Jari Arkko wrote:
David Hopwood wrote:
> At the MASS/DKIM BOF we are being required to produce such a thing as a
> prerequisite to even getting chartered as a working group.
A more pertinent request at that stage might be, "Please clarify the
security requirements for this protocol." IOW, what is the protocol
supposed to enforce or protect, under the assumption that it will be
used in the Internet environment with the "fairly well understood
threat model" described above?
Hmm. It may be that its well understood what the threat model in the
Internet. (But if so, why are we having so many problems?)
Several reasons (which are not independent):
- most of the protocols that we *deploy* are not secure in that model.
We need to pay more attention to aspects of protocols that act as
obstacles to deployment, and in particular reduce the costs (monetary,
support, reliability, usability, performance, etc.) of using more
secure protocols.
- although the assumption of intrusion-resistant end-systems is necessary
for security, the operating systems running on most machines (particularly,
but not exclusively, Microsoft Windows) do not adequately support it.

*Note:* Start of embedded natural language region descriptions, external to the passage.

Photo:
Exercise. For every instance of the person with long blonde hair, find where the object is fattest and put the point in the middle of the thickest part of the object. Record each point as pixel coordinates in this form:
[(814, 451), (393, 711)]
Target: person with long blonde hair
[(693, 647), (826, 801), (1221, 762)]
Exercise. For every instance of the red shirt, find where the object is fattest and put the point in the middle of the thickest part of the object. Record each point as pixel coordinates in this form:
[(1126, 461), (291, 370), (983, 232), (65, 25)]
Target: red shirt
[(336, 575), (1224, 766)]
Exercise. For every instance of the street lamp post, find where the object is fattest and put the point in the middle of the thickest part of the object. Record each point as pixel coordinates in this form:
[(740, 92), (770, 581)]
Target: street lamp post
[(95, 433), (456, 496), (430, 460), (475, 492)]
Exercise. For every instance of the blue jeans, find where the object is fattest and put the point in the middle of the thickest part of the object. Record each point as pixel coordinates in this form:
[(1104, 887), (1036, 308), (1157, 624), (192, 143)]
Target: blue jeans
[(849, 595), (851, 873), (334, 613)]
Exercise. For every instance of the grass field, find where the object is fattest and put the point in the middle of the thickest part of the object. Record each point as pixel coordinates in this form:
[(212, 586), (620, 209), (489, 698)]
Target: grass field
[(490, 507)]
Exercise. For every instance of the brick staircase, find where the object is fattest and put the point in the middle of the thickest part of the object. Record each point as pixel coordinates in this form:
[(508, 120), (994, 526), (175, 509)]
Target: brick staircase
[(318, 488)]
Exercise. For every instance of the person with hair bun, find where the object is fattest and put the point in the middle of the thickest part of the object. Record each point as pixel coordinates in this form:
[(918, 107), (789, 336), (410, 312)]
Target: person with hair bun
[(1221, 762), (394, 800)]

It's like building on sand.
- most security problems are treated as just implementation bugs to be
patched. This does not address the fundamental design flaws that lead
to these problems being so common and having such serious effects,
including in particular:
* use of unsafe programming languages (that is, languages in which
common errors cause undefined behaviour)
* the property of conventional operating systems that programs
run by a user almost always act with the full authority of the user.
- even where implementations of systems correctly support secure protocols,
they are often configured to be insecure by default; insufficient attention
is paid to reducing the effort needed to produce a secure configuration,
to make this effort incremental as users start to make use of functions
that require configuration, and to reduce potential sources of error.
- user interfaces do not give the necessary information for users to make
informed security decisions, or else give too much information and do
not make it clear what is important. There is hardly any HCI testing of
security interfaces.
- there is an unhelpful perception that security and usability are necessarily
in opposition, which leads to system designers being satisfied with designs
that are not good enough from the point of view of being simultaneously
secure and usable. The paper "User Interaction Design for Secure Systems"
at <http://www.sims.berkeley.edu/~ping/sid/> is essential reading. Here's
an important point from its introduction:
Among the most spectacular of recent security problems are e-mail attach-
ment viruses. Many of these are good real-life examples of security
violations in the absence of software errors: at no point in their
propagation does any application or system software behave differently
than its programmers would expect. The e-mail client correctly displays
the message and correctly decodes the attachment; the system correctly
executes the virus program when the user opens the attachment. Rather,
the problem exists because the functionally correct behaviour is
inconsistent with what the user would want.